Docker Inc. CEO Scott Johnston says the funding represents a vote of confidence in a strategy that hearkens back to the decision to sell the enterprise arm of Docker Inc. to Mirantis in 2019. The additional funding guarantees Docker Inc. will have the financial wherewithal to continue executing on its current strategy for several years, says Johnston.
Docker Inc. estimates there are now almost 7.5 million developers and development teams, combined, using its tools and platforms, which drove a 170% increase in annual recurring revenue in the last year. While Docker tools are available as open source software, Johnston says it’s clear development teams are finding value in subscribing to support services provided by Docker Inc.
The company recently reported that it tracked approximately 30 billion image pulls on Docker in the fourth quarter alone, which suggests the number of containerized applications that may be deployed is rising. As that number of applications continues to increase, Johnston notes the overall health of the Docker ecosystem continues to improve.

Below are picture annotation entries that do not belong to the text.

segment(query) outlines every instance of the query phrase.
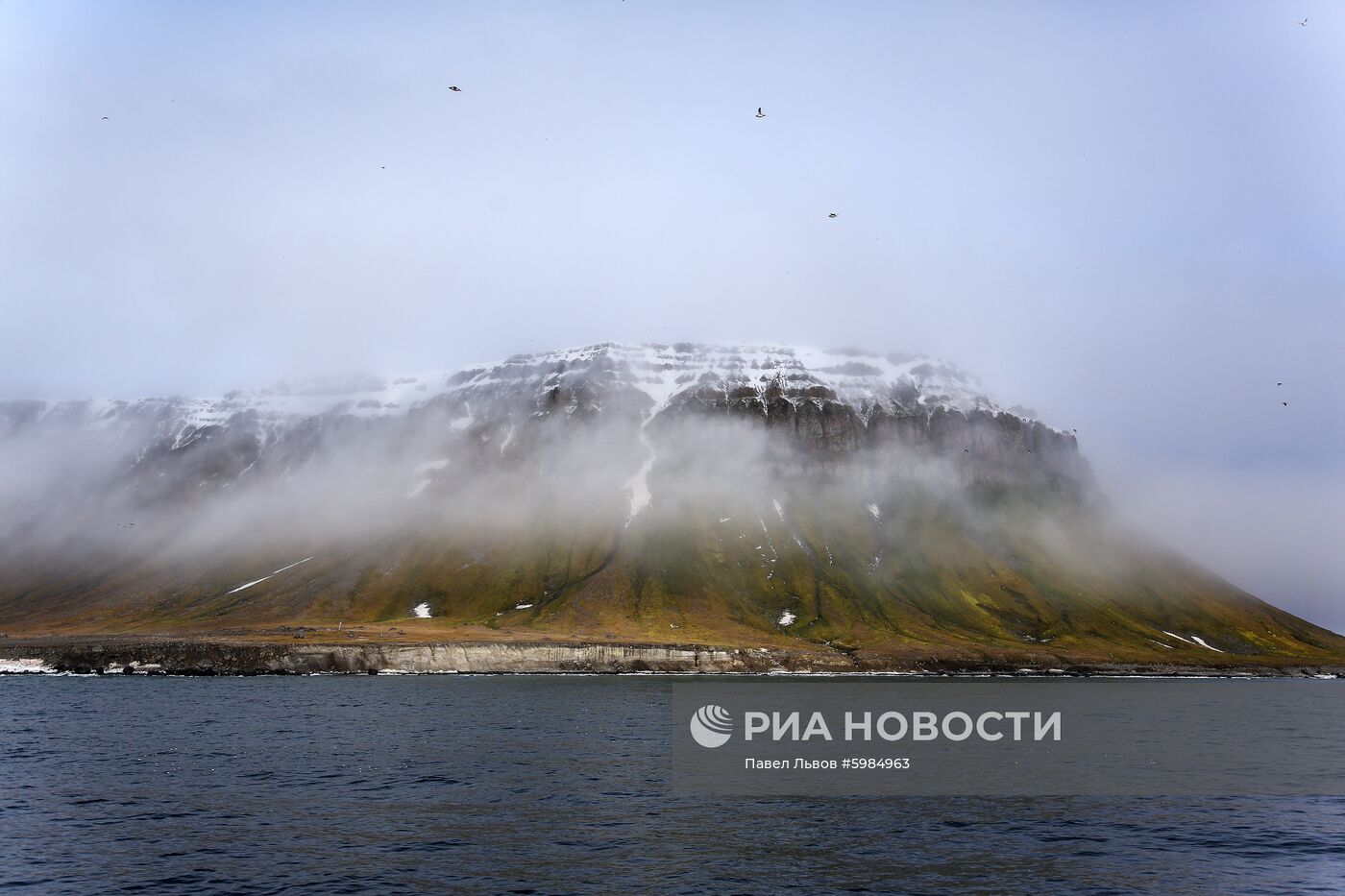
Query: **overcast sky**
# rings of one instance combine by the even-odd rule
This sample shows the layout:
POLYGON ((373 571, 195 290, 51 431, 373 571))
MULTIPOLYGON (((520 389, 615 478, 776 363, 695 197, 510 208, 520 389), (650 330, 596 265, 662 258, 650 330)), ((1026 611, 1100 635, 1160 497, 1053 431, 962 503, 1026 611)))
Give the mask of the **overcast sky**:
POLYGON ((1342 97, 1298 0, 0 0, 0 396, 931 352, 1345 631, 1342 97))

Johnston says one of the company’s strengths is that it provides tools that span everything from the developer desktop to the registry where container images are stored. While there are plenty of competitors, Johnston says none of them provide the same range of capabilities.

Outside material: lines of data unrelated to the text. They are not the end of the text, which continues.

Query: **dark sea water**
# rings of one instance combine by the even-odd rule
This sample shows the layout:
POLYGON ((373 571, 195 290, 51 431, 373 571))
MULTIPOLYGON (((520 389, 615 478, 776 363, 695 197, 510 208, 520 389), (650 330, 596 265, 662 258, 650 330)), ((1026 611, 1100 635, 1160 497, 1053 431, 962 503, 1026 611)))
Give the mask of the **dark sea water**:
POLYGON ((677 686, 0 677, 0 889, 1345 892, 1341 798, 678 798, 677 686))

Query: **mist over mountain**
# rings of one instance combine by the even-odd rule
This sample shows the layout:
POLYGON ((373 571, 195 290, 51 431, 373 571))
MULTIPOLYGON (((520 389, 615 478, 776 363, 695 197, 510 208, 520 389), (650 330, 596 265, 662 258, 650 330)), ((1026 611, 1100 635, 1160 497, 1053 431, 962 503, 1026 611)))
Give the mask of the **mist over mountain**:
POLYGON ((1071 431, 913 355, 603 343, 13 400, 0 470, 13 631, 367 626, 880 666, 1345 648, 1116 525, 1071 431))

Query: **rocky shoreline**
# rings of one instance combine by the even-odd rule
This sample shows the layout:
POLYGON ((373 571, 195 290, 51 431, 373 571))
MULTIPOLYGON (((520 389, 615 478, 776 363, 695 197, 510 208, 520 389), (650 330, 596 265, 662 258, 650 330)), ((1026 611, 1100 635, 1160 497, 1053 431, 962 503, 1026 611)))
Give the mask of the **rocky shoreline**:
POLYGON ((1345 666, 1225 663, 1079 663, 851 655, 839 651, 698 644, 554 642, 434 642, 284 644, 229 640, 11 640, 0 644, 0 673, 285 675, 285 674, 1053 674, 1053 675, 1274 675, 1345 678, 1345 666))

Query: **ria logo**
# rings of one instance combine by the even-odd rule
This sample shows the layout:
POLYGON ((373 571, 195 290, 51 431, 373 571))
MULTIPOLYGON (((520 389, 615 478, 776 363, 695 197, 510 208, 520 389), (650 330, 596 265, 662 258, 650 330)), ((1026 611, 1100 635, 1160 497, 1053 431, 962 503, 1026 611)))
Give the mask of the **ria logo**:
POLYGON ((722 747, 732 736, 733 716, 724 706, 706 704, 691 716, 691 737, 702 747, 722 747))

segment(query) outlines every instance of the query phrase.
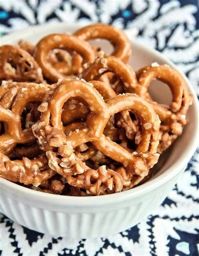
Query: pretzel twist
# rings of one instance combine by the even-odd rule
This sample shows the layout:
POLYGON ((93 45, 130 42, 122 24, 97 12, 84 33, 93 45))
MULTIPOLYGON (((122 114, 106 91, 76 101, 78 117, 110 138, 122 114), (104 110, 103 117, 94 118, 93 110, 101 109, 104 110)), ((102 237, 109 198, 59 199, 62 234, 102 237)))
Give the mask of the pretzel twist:
MULTIPOLYGON (((78 184, 79 187, 86 189, 89 193, 99 195, 106 193, 109 187, 111 188, 109 182, 112 182, 110 190, 118 192, 123 185, 130 185, 134 174, 139 177, 137 179, 139 181, 143 179, 157 161, 158 156, 155 153, 158 144, 159 120, 150 104, 137 95, 118 96, 105 103, 101 95, 89 83, 67 80, 59 84, 51 95, 46 96, 44 102, 46 101, 47 110, 42 113, 40 122, 33 126, 34 132, 46 151, 50 167, 65 177, 71 185, 78 184), (87 119, 86 128, 76 130, 66 136, 61 122, 60 110, 70 98, 77 97, 87 103, 91 112, 87 119), (134 154, 103 135, 110 116, 127 109, 139 113, 143 124, 146 122, 151 124, 150 128, 142 130, 141 142, 134 154), (120 163, 126 171, 120 174, 119 171, 108 170, 107 172, 103 166, 97 171, 89 168, 76 157, 73 149, 88 142, 91 142, 102 153, 120 163), (55 148, 57 148, 56 151, 55 148), (58 158, 58 154, 62 158, 58 158), (77 177, 73 177, 77 174, 77 177), (92 177, 97 179, 93 184, 90 181, 92 177)), ((136 182, 133 179, 134 185, 136 182)))
POLYGON ((0 153, 0 177, 24 184, 39 185, 56 174, 49 168, 46 158, 33 160, 24 157, 22 160, 11 161, 0 153))
POLYGON ((182 134, 186 124, 186 115, 191 99, 186 82, 176 70, 165 66, 149 65, 137 71, 137 86, 134 92, 152 104, 161 121, 160 143, 158 152, 161 153, 167 149, 182 134), (168 108, 153 101, 147 92, 147 89, 154 79, 157 79, 169 86, 172 94, 172 101, 168 108))
POLYGON ((110 54, 126 63, 131 53, 130 41, 121 29, 112 26, 96 23, 76 31, 74 34, 86 41, 100 38, 109 41, 114 47, 110 54))
POLYGON ((40 83, 42 70, 34 59, 17 45, 0 47, 0 80, 40 83))
POLYGON ((31 128, 22 130, 21 115, 29 102, 42 102, 50 87, 33 83, 17 84, 8 90, 0 102, 0 121, 5 123, 5 132, 0 135, 0 152, 6 154, 17 144, 36 141, 31 128))
MULTIPOLYGON (((44 76, 53 82, 56 82, 59 78, 64 79, 67 77, 60 72, 60 68, 67 69, 68 66, 66 63, 65 67, 63 63, 60 64, 61 67, 55 67, 52 66, 52 62, 48 61, 48 54, 55 49, 76 52, 82 57, 83 64, 92 61, 94 58, 95 53, 90 45, 75 36, 54 34, 44 37, 37 45, 34 56, 42 68, 44 76)), ((72 63, 70 74, 77 73, 76 66, 74 64, 72 63)), ((69 71, 66 73, 68 72, 69 71)))
POLYGON ((137 79, 131 68, 113 56, 97 58, 83 70, 81 77, 87 82, 97 80, 102 74, 110 72, 114 73, 122 82, 126 92, 132 92, 137 86, 137 79))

In the longer term, IT teams should expect to see Docker Inc. leverage advanced analytics to begin to identify images that are best suited for specific tasks as developers build an application. That capability will reduce the need for developers to spend time building application components that already exist. Many more of those components will be seamlessly integrated with continuous integration/continuous delivery (CI/CD) platforms, from providers such as Jfrog, to foster reusability, notes Johnson.

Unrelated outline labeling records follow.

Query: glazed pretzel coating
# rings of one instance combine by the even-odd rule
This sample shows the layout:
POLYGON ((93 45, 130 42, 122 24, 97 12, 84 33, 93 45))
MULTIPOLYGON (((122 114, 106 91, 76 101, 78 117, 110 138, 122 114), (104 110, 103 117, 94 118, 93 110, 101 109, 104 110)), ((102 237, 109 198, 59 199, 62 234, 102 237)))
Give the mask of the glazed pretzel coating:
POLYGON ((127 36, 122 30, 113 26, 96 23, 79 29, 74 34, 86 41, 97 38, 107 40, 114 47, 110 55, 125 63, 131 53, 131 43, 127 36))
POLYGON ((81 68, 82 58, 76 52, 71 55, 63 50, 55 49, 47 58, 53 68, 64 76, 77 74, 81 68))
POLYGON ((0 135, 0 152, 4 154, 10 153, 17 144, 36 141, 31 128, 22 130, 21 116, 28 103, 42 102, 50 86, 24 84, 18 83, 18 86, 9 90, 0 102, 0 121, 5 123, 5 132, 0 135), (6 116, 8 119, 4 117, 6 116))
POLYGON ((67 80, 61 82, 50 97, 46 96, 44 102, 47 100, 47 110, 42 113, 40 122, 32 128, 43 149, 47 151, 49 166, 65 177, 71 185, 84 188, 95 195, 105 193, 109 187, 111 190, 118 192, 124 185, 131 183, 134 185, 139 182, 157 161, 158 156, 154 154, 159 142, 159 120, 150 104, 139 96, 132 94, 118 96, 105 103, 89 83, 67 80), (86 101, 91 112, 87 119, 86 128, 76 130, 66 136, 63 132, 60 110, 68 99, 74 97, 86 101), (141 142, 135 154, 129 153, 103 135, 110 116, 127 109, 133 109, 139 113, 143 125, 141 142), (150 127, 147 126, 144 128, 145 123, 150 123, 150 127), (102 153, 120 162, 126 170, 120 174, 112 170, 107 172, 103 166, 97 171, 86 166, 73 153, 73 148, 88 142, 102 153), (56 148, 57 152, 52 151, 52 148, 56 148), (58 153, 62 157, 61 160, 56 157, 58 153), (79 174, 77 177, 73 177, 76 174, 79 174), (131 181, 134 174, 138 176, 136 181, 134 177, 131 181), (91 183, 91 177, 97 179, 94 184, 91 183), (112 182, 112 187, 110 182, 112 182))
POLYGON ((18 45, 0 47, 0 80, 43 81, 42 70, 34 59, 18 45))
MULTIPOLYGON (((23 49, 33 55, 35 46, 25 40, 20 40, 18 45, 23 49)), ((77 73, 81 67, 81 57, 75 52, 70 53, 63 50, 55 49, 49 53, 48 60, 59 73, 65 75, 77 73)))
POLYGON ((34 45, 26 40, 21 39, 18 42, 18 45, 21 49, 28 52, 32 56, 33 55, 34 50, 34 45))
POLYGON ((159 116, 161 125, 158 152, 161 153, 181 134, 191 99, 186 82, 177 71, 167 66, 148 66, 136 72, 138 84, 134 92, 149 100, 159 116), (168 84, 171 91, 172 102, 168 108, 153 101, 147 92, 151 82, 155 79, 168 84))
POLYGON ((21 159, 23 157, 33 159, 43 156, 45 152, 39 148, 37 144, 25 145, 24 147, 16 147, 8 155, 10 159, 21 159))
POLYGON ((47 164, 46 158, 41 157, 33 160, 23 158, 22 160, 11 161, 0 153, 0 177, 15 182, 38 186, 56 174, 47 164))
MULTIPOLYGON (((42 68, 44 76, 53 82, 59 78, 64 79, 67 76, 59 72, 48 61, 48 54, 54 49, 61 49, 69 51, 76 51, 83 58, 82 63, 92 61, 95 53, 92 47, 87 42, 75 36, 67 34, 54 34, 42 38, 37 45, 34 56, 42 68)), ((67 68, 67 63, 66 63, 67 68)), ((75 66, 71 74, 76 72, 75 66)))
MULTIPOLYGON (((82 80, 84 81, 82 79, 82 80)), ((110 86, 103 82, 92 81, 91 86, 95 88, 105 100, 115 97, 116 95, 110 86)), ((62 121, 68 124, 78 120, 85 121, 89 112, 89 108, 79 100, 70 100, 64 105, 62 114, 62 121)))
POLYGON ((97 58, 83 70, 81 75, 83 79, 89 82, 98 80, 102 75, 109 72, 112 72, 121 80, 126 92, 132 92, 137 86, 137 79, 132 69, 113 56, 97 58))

In fact, Johnson adds, the more focus there is on how to manage and secure software supply chains, the greater the opportunity for the company becomes, as developers look for container images that, from a security perspective, have been vetted by Docker Inc..
The container ecosystem, of course, doesn’t revolve around Docker Inc. the way it once did. Kubernetes has emerged as a de facto standard for deploying containerized applications. The battle for control over how those applications are built, however, intensifies with each passing day, as various additional frameworks become available – or existing ones are updated – to support containers. The winners of that battle will be the companies that focus most on providing the best application development experience, at a time when developers are exercising more control than ever over strategic IT directions within organizations.
Regardless of which platforms are employed, the bulk of new applications being built and deployed are increasingly made up of microservices based on containers. The challenge, now, will be finding the best way to manage all those applications as they begin to roll out, in ever-increasing numbers, through the coming year and beyond.